These actual criminal prosecutions illustrate how financial evidence can strengthen – and in some cases actually make possible – criminal prosecutions of traffickers. Polaris’s Financial Intelligence Unit works to build more cases like these through a combination of in-house research, analysis and collaboration with the financial services sector, survivors, law enforcement and others in the anti trafficking field.
Hundreds of low-income Thai women were posed in lingerie and advertised on the pages of various Twin Cities-area websites as being for sale – for brief intervals. These women had been helped to come to the United States by a network of criminals who arranged for fraudulent visas and other logistics. When the women got to this country, they were told they had to pay off as much as $60,000 for the cost of getting them to the United States. They worked off what they allegedly owed through high-volume commercial sex, a tiny percentage of which was subtracted from their debt. This complex network included many people who assisted in facilitating this sex trafficking network without ever having met the women themselves. Thanks to a money-laundering investigation, thirty-six individuals who perpetrated this crime – including money launderers and various other “middlemen” – were held accountable for the abuse of these women.
THAI BANK ACCOUNTS
The victims were instructed to open Thai bank accounts. The traffickers added funds to the accounts to ensure victims would receive U.S. visas.
U.S. BANK ACCOUNTS
The victims were forced to open U.S. bank accounts and surrender their bank cards to the traffickers.
BROTHELS ACROSS THE U.S
The traffickers controlled residential brothels in multiple cities where victims were forced to provide commercial sex to pay off debts.
Maria Terechina and her co-conspirators recruited at least 36 individuals from Eastern Europe with promises of jobs in domestic service in the United States. Upon their arrival, these individuals were informed that they would actually work as contract hotel cleaning personnel. Terechina and her co-conspirators confiscated the passports of their recruits along with their first month’s pay as part of a debt bondage scheme. Terechina and her associates used incorporated businesses to facilitate their trafficking. Financial records from these businesses showed clear evidence of criminal activity. Terechina pled guilty to conspiracy. She was sentenced to 12 months in prison and was ordered to pay nearly $250,000 in restitution. Unfortunately, less than $10,000 of this sum went to victims with the remainder going to government agencies.

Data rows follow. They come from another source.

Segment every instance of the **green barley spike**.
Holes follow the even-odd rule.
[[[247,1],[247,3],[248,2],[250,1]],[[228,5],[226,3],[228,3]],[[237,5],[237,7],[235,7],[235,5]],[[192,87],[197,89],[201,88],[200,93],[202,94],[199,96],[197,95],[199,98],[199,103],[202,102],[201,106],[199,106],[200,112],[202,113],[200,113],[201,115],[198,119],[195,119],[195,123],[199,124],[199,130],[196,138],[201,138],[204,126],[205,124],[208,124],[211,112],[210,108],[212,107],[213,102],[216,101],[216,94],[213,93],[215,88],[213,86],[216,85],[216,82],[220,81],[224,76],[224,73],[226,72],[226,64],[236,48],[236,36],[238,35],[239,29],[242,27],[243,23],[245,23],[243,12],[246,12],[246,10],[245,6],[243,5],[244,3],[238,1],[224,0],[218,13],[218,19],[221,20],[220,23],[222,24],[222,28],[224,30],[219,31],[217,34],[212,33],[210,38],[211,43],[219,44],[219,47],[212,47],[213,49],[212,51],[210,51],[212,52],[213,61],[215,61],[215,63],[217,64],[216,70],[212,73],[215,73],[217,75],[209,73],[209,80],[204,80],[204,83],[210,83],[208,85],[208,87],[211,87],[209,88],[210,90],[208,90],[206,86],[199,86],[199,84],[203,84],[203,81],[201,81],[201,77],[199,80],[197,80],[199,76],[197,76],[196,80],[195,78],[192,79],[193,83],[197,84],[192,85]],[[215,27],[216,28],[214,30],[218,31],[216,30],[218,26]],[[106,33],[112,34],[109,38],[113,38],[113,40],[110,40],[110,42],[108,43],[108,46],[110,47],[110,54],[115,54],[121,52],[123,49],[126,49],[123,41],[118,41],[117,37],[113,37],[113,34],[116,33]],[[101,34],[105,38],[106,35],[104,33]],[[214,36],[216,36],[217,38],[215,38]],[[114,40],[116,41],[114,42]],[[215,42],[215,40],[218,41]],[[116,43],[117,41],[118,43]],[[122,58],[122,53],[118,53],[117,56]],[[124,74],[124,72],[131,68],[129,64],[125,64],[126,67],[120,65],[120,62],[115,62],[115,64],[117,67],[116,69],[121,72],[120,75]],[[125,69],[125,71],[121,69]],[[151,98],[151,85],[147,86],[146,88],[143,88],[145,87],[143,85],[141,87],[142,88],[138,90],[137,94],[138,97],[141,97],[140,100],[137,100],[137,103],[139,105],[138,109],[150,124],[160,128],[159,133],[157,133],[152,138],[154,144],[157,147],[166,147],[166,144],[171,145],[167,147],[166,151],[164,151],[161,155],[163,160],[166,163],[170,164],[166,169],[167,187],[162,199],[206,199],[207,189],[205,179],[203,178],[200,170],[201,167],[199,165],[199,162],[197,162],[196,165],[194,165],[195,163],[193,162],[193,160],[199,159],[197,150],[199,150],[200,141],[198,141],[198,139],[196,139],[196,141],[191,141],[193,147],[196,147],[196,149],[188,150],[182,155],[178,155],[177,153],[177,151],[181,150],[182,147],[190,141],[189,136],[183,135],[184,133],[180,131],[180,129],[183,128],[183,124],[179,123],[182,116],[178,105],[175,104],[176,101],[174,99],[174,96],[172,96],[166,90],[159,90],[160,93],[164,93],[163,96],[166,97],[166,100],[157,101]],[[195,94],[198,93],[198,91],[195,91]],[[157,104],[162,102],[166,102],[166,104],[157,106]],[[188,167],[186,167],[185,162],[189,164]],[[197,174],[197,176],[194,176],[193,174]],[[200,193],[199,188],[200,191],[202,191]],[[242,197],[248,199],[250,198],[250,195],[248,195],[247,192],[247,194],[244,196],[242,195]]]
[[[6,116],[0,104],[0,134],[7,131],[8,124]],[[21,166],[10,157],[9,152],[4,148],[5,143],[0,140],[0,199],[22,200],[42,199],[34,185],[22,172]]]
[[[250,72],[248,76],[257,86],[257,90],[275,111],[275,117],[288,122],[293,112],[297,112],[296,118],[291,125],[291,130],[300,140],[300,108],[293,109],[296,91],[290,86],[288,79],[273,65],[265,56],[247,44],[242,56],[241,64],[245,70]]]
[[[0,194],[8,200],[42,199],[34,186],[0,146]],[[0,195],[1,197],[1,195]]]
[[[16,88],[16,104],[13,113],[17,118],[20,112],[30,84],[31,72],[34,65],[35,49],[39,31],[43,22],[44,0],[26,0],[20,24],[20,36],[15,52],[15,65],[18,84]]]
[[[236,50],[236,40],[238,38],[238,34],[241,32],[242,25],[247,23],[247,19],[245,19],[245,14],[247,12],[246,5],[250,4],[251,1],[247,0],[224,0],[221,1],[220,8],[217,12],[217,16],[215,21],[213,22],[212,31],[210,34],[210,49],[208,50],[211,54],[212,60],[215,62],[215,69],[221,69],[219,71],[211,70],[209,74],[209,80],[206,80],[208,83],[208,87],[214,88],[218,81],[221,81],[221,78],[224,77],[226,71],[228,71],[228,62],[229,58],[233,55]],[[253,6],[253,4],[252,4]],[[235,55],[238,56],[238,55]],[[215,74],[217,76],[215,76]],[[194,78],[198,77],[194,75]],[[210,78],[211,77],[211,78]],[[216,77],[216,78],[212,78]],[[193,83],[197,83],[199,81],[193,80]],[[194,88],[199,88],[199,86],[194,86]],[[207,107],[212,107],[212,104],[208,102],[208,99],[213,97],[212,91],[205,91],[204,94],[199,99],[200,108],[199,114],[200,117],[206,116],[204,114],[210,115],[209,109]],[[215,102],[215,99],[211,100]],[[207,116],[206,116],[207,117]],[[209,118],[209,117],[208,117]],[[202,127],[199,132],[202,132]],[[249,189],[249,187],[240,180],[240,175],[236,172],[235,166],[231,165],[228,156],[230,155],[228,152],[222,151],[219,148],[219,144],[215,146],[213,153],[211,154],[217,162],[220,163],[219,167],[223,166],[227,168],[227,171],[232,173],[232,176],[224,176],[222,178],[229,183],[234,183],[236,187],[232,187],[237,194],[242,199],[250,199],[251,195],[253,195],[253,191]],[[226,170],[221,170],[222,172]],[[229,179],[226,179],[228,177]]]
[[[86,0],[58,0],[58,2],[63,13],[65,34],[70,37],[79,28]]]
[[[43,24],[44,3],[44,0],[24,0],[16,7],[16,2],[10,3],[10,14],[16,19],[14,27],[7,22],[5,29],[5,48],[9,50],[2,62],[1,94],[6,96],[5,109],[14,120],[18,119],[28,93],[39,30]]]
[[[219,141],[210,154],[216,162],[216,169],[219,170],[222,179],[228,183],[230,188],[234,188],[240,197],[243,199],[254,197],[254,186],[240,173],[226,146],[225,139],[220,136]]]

Payroll was processed late. Paychecks written out to victims were deposited directly into bank accounts held by the traffickers.
Used at least 3 legal business entities – as each business attracted attention from government agencies, new ones were established.
Committed tax fraud by signing and filing tax forms containing false information – understating the number of employees and their total wages.
James Vernon Joseph, Jr. aka Spyder and his partner, Avisa Lavassani, trafficked people for sex for more than 15 years, in cities around the country. When a victim tipped law enforcement off, the investigation triggered a wiretap of the operation that found a complex payment scheme. Spyder accepted credit cards on behalf of the people under his control. The credit card payments were laundered through a business that provided tutoring to children ages kindergarten through sixth grade, handled by an associate. Financial evidence helped secure the conviction of Joseph. He was convicted of sex trafficking, conspiracy, and rape sentenced to 174 years to life. Financial evidence helped secure his conviction.
32 accounts were used at 5 different banks and a tutoring center was used to collect credit card payments.
26 different businesses were used in the money laundering scheme.
The estimated annual revenue was between $650,000 and $1,300,000.
An active-duty police officer who owned a private security company on the side was accused of a number of crimes against his workers including wage theft. According to official reports on the case, at least one employee reports being threatened with deportation if she complained about workers’ compensation for an on-the-job injury. He also allegedly hid approximately $8.09 million in payroll over 3 years and avoided hundreds of thousands of dollars in tax liability and insurance premiums. Foster has been charged with insurance fraud, wage theft, money laundering and a number of other felonies. This case is still ongoing.
MULTIPLE FELONY CHARGES
Charged with insurance fraud, wage theft, money laundering and 39 other felonies including white-collar crime enhancement and extortion.
MILLIONS IN PAYROLL
Believed to have hidden approximately $8.09 million in payroll over 3 years and avoided over $500 thousand in tax liability and insurance premiums.
THREATS AND MISINFORMATION
Allegedly underreported employee injuries and threatened injured employees with deportation when seeking workers’ compensation.